La situation n’a rien à voir avec celle des États-Unis, de l’Inde, de la Russie, du Brésil et d’une bonne partie de l’Amérique centrale et latine, où les décès se comptent par centaines chaque semaine, mais l’épidémie de Covid-19 repart “ un peu” en France. Le président Emmanuel Macron l’a reconnu lui-même dans l’interview qu’il a accordée ce mardi aux télévisions françaises à l’occasion du 14 Juillet.
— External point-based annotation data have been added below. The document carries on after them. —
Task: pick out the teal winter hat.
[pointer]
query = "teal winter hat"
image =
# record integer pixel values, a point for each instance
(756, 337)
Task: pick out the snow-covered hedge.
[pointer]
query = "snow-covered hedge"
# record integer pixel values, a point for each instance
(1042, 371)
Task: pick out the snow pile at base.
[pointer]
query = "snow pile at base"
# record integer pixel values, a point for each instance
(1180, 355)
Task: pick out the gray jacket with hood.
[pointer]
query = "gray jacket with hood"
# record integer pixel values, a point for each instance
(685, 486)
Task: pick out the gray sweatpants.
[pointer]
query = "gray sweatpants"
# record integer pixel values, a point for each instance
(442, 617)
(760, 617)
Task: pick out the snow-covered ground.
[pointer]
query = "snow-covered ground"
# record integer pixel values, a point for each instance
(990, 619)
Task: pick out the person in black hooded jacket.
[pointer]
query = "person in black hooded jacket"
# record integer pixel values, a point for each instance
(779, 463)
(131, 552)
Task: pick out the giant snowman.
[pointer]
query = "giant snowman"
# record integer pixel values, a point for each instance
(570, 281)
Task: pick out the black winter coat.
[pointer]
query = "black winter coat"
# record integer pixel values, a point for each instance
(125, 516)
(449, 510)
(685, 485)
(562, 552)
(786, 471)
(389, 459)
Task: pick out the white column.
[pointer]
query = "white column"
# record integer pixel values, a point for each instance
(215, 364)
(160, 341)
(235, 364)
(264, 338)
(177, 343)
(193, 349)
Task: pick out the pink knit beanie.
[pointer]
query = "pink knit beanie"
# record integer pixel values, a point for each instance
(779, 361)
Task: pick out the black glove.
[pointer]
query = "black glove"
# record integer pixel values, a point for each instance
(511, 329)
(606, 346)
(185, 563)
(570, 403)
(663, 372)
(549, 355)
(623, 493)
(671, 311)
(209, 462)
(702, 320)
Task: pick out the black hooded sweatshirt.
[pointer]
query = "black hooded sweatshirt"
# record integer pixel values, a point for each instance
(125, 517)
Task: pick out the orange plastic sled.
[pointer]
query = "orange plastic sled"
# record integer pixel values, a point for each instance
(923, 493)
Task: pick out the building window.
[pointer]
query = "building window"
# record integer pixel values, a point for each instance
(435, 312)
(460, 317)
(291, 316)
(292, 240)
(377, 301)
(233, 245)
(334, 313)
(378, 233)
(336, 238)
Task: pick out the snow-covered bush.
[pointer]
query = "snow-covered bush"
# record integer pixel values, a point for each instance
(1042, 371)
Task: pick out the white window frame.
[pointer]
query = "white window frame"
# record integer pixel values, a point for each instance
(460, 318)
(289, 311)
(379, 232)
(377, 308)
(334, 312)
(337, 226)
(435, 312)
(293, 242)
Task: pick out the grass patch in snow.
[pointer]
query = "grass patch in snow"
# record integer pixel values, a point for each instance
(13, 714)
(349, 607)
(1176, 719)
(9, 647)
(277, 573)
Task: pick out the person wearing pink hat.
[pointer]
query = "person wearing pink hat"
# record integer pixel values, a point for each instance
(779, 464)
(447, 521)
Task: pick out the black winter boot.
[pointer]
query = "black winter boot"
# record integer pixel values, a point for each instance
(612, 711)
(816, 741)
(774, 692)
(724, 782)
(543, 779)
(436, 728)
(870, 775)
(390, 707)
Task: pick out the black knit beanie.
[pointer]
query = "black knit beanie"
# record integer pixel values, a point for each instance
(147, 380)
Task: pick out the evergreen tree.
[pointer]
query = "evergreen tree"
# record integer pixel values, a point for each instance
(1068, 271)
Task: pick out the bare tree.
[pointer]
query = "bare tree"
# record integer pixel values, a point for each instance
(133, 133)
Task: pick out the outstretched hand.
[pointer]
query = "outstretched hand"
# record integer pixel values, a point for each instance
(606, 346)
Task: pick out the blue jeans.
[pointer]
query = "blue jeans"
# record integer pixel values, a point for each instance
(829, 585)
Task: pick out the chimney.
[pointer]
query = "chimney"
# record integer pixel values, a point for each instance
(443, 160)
"Nous sommes sortis du premier pic (...) tout le pays s'est mobilisé et nous avons des résultats, puisqu'on a réussi à endiguer le virus et à retrouver une vie presque normale", a souligné le chef de l'Etat, qui propose la généralisation du masque dans les lieux publics clos à partir du 1er août. Mais "aujourd’hui nous avons des inquiétudes", a-t-il souligné, avertissant qu'il "y a des indices (que) ça ré-accélère, nous avons des signes que ça repart quand même un peu",

C’est l’institut de Santé Publique France (SPF) qui a donné l’alerte le 9 juillet en notant “ une nouvelle tendance à l’augmentation du virus SARS-COV-2”, donc un accroissement du nombre de personnes infectées dans l’Hexagone, tout en soulignant que la circulation virale reste “ à un niveau bas”. Hors Guyane et Mayotte, trois régions sont particulièrement surveillées, car elles ont un taux de reproduction du virus supérieur à 1 : ce sont les Pays de la Loire (1,52), Provence-Alpes-Côte d’Azur (1,24) et la Nouvelle Aquitaine (1,32).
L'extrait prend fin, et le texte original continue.